On 21st April, 2021, Adar Poonawalla, CEO of the Pune-based Serum Institue of India (SII), the world’s largest producer of vaccines, released a media statement, where the price for the Covishield vaccine was fixed at ₹600 per dose for private hospitals and ₹400 per jab for State Governments. SII said it would serve 50% of the total production to the Government of India’s vaccination program, and the remaining 50% of the capacity will be for the State governments and private hospitals.
Welcoming the govt’s new liberalised vaccination policy, which would accelerate India’s vaccination drive, the statement added, “The promising directives will help to scale up vaccine production, and allow state governments, private hospitals, and vaccination centers to procure vaccines directly.” The company urged corporate entities and private individuals to access the vaccines through the state facilitated machinery and private health systems.
SII has reassured that the vaccine would be available in the open market in about four to five months’ time. It shared that its vaccines are more affordable than the others available globally. The Central Government recently approved a payment of about ₹4,500 crore as advance to vaccine makers like Serum Institute of India (SII) and Bharat Biotech to boost production capacity as infections have been spiking at record speed in India. The funds are expected to bolster production from about 60-million doses a month to about 100 million in June-July.
The price is higher than that fixed by the Centre (₹ 250 per dose), when vaccines are procured through Central government channels and given in private hospitals. This price included ₹150 for the vaccine. SII’s price announcement received a push-back from public health voices and politicians like Rahul Gandhi, Jairam Ramesh and Sitaram Yechury, who have called for the Centre to foot the bill. Demanding ‘One nation, one price’, they pointed out that States with wealthier coffers could corner the vaccines, leading to vaccine inequities; adding that universal childhood immunisation has always been free.

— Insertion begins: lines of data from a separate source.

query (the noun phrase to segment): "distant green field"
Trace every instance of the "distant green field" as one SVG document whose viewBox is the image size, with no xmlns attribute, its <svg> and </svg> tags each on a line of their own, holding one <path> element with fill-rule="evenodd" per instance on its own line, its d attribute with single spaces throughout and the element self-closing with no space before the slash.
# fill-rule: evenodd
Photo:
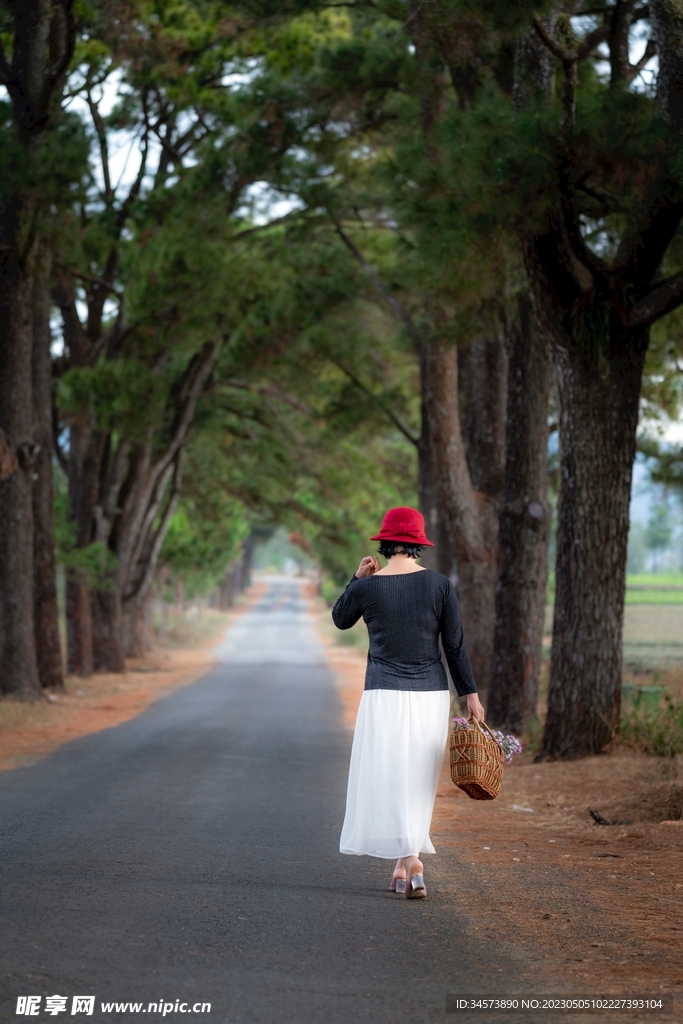
<svg viewBox="0 0 683 1024">
<path fill-rule="evenodd" d="M 626 578 L 627 604 L 683 604 L 683 573 L 641 572 Z"/>
<path fill-rule="evenodd" d="M 555 581 L 551 575 L 548 602 L 555 598 Z M 683 604 L 683 573 L 641 572 L 626 579 L 627 604 Z"/>
<path fill-rule="evenodd" d="M 683 589 L 683 572 L 641 572 L 627 575 L 627 587 L 680 587 Z"/>
</svg>

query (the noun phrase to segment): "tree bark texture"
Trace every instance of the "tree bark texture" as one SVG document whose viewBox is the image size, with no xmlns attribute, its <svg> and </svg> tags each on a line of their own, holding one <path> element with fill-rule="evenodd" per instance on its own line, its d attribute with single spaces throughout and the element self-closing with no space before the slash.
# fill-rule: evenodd
<svg viewBox="0 0 683 1024">
<path fill-rule="evenodd" d="M 7 220 L 10 223 L 7 224 Z M 33 261 L 20 258 L 17 226 L 0 250 L 0 427 L 16 468 L 0 482 L 0 689 L 24 699 L 41 694 L 33 607 Z"/>
<path fill-rule="evenodd" d="M 467 649 L 477 686 L 485 695 L 494 641 L 497 500 L 484 492 L 475 492 L 470 478 L 459 417 L 457 348 L 432 343 L 426 372 L 434 478 L 458 564 L 458 596 Z"/>
<path fill-rule="evenodd" d="M 92 675 L 90 590 L 76 573 L 67 572 L 67 672 Z"/>
<path fill-rule="evenodd" d="M 599 753 L 618 728 L 629 504 L 645 344 L 603 366 L 556 349 L 560 499 L 540 756 Z"/>
<path fill-rule="evenodd" d="M 503 331 L 458 348 L 463 439 L 475 490 L 500 498 L 505 476 L 508 353 Z"/>
<path fill-rule="evenodd" d="M 510 332 L 505 485 L 490 692 L 492 725 L 520 734 L 538 714 L 548 575 L 547 340 L 527 294 Z"/>
<path fill-rule="evenodd" d="M 431 375 L 429 372 L 429 346 L 420 346 L 420 390 L 422 428 L 418 440 L 418 499 L 420 511 L 425 517 L 427 537 L 434 545 L 425 548 L 420 556 L 421 563 L 449 578 L 455 574 L 455 556 L 451 547 L 449 531 L 440 509 L 438 488 L 434 476 L 434 455 L 431 437 Z"/>
<path fill-rule="evenodd" d="M 50 121 L 73 53 L 72 0 L 10 5 L 11 59 L 6 86 L 19 142 L 22 185 L 0 197 L 0 430 L 17 468 L 0 482 L 0 690 L 24 698 L 41 693 L 33 603 L 33 272 L 37 199 L 34 155 Z M 9 28 L 9 24 L 5 26 Z"/>
<path fill-rule="evenodd" d="M 33 409 L 38 451 L 33 480 L 34 629 L 43 688 L 63 689 L 57 614 L 52 503 L 52 361 L 50 260 L 42 253 L 34 281 Z"/>
</svg>

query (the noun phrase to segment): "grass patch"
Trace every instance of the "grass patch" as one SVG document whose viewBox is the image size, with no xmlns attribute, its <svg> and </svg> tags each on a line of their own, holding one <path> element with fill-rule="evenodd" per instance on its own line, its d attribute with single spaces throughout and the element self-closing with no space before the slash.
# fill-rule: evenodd
<svg viewBox="0 0 683 1024">
<path fill-rule="evenodd" d="M 665 709 L 658 712 L 630 709 L 622 716 L 620 739 L 624 746 L 674 758 L 683 754 L 683 702 L 664 694 Z"/>
</svg>

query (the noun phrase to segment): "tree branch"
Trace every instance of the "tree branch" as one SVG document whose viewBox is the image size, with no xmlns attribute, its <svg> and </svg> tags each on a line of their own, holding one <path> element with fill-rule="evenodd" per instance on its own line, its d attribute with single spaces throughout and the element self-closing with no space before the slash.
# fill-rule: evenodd
<svg viewBox="0 0 683 1024">
<path fill-rule="evenodd" d="M 637 302 L 627 318 L 628 327 L 649 327 L 683 302 L 683 270 L 668 278 Z"/>
<path fill-rule="evenodd" d="M 557 40 L 548 32 L 541 18 L 537 15 L 533 18 L 533 28 L 536 29 L 541 41 L 548 47 L 550 52 L 561 60 L 562 63 L 567 61 L 572 61 L 577 59 L 577 50 L 569 49 L 568 46 L 562 46 Z"/>
<path fill-rule="evenodd" d="M 375 402 L 375 404 L 377 404 L 382 410 L 382 412 L 386 416 L 388 416 L 388 418 L 393 423 L 394 427 L 396 427 L 398 430 L 400 430 L 400 432 L 403 435 L 403 437 L 408 438 L 408 440 L 411 442 L 411 444 L 415 444 L 415 446 L 417 447 L 420 438 L 417 437 L 413 433 L 413 431 L 411 430 L 411 428 L 403 423 L 403 421 L 401 420 L 401 418 L 399 416 L 397 416 L 396 413 L 394 413 L 393 410 L 390 409 L 386 404 L 386 402 L 382 400 L 382 398 L 379 395 L 374 394 L 370 390 L 370 388 L 366 387 L 366 385 L 362 383 L 362 381 L 358 377 L 355 376 L 355 374 L 353 373 L 353 371 L 349 370 L 348 367 L 345 367 L 344 364 L 341 362 L 340 359 L 336 359 L 334 356 L 330 356 L 330 358 L 331 358 L 331 361 L 334 362 L 334 365 L 336 367 L 338 367 L 339 370 L 341 370 L 341 372 L 343 374 L 345 374 L 348 377 L 348 379 L 353 384 L 355 384 L 355 386 L 358 388 L 358 390 L 362 391 L 364 394 L 367 394 L 370 398 L 372 398 L 372 400 Z"/>
<path fill-rule="evenodd" d="M 643 53 L 638 63 L 629 66 L 629 75 L 627 76 L 629 83 L 633 82 L 634 78 L 637 75 L 640 75 L 645 65 L 649 60 L 651 60 L 653 56 L 656 56 L 656 52 L 657 52 L 656 43 L 654 42 L 653 39 L 648 39 L 647 45 L 645 46 L 645 52 Z"/>
<path fill-rule="evenodd" d="M 408 333 L 409 338 L 413 342 L 413 347 L 415 348 L 416 351 L 419 352 L 422 339 L 418 334 L 415 322 L 413 321 L 413 317 L 409 313 L 408 309 L 402 304 L 402 302 L 399 302 L 398 299 L 396 299 L 391 294 L 391 292 L 386 287 L 386 285 L 380 278 L 375 267 L 368 262 L 368 260 L 362 255 L 360 250 L 355 246 L 355 244 L 351 241 L 348 234 L 346 234 L 339 221 L 332 216 L 330 211 L 328 211 L 328 214 L 330 216 L 330 220 L 335 225 L 335 230 L 337 234 L 342 240 L 348 251 L 351 253 L 353 259 L 355 259 L 360 264 L 360 266 L 365 270 L 367 276 L 369 278 L 373 288 L 375 289 L 379 297 L 387 304 L 389 309 L 391 309 L 391 312 L 395 316 L 397 316 L 399 321 L 401 321 L 401 323 L 405 327 L 405 331 Z"/>
<path fill-rule="evenodd" d="M 3 46 L 2 40 L 0 39 L 0 83 L 4 86 L 8 85 L 11 75 L 12 72 L 9 67 L 9 61 L 7 60 L 5 47 Z"/>
</svg>

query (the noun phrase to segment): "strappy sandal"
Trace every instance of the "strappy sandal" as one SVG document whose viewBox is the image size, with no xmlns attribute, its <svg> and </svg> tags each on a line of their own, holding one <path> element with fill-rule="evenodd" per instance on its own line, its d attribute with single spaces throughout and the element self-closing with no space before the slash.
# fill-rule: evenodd
<svg viewBox="0 0 683 1024">
<path fill-rule="evenodd" d="M 411 884 L 405 887 L 405 899 L 426 899 L 427 886 L 423 874 L 412 874 Z"/>
</svg>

Adar Poonawala has indicated that the next lot of vaccines procured by the Centre could be at increased prices. The present additional requirement of 100 million doses was procured at ₹150.
On 19th April, 2021, the Central Govt. announced that all above the age of 18 years will be eligible to get inoculated, starting the 1st of May, as it liberalised the vaccination drive to allow states, private hospitals and industrial establishments to procure the doses directly from manufacturers.